Но назвать брата-славянина расистом язык не повернется. Русский, сидящий, по его собственному мнению, у Христа за пазухой и кричащий оттуда свои пуристские лозунги, больше всего не любит русского. Именно нелюбовь к брату своему, к земле своей и заставляет его порой так некрасиво отзываться о других.
Эти ребята приехали сюда потому, что здесь больше возможностей заработать. Покинули родной дом, оставив семью и друзей, и перебрались в холодную страну, в которой их не уважают, задерживают зарплаты, если вообще выплачивают, обзывают чурками, не дают точить сраные ломы; им приходится жить в маленьких грязных комнатах, каждодневно трясь друг об друга задницами, и постоянно испытывать стресс. Но они – враги, приехавшие выполнять ту работу, за которую никто не берется.
А потом эти люди со спутанными головами, нацепив платки, идут крестить ребенка. Жду того дня, когда церковники будут обслуживать только тех людей, которые знают, о чем говорит их вера.
Непосредственно в сам гараж расовая сегрегация пустила только грузного водителя грейдера, с кустистыми и черными, как щетка, бровями. Большую часть жизни Карен прожил в России и не хуже всех нас знает эту страну. Он свободно говорит по-русски, как и все, обсуждает политику и, как и все, жалуется на жизнь. Кстати, есть почему. Но и за его спиной, когда кому-то не нравится то, что он говорит, пролетает лестное слово «армяшка». Не все ли равно, что ему Севан теплее Волги?

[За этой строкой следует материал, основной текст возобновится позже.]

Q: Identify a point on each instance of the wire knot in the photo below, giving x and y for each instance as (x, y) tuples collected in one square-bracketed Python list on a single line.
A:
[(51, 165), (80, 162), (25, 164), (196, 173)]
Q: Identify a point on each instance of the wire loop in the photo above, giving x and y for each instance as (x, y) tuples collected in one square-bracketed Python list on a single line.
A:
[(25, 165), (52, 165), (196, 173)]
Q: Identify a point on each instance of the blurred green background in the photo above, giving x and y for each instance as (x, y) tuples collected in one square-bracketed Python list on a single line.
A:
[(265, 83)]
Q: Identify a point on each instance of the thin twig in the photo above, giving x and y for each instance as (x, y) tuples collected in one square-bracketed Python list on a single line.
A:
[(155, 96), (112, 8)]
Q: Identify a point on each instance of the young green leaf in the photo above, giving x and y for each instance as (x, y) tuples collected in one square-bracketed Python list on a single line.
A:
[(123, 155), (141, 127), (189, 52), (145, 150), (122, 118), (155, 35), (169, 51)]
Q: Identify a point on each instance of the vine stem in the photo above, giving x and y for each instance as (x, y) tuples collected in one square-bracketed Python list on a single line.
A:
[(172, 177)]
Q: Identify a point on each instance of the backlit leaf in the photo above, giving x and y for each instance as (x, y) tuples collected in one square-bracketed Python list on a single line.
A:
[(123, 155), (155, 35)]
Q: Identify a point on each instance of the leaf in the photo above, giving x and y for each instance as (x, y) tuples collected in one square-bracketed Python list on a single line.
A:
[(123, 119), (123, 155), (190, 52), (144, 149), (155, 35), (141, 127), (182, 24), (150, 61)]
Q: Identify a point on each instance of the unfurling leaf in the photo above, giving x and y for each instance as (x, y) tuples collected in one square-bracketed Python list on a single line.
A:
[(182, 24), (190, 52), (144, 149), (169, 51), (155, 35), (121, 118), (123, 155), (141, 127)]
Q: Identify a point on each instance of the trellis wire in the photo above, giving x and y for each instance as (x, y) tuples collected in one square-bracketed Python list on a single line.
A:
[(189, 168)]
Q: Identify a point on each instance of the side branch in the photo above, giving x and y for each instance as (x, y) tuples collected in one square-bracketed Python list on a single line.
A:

Когда снега нет, то техника простаивает, когда он есть, то ее не хватает.
За распределение машин по району отвечает Алла Николаевна, высокая взрослая женщина с белыми кудрями, торчащими вверх. Она носит круглые очки, которые подчеркивают стальной пронзительный взгляд. Она проводит дни в своём кабинете, либо колесит с водителем на старой «Волге» по району, следя за тем, чтобы улицы убирались хорошо. Алла Николаевна впервые обращается ко мне, только я успеваю войти в гараж:
– Трактор-то на ходу у тебя? – ни здрасте, ни до свидания.
– Ну да.
– С Женей до заправки доедешь, потом за ним же катайся. Он те объяснит, что делать. Номер девочек у тебя есть, если что.
Девочками она назвала двух предпенсионных женщин на входе, у которых я отмечаюсь каждое утро.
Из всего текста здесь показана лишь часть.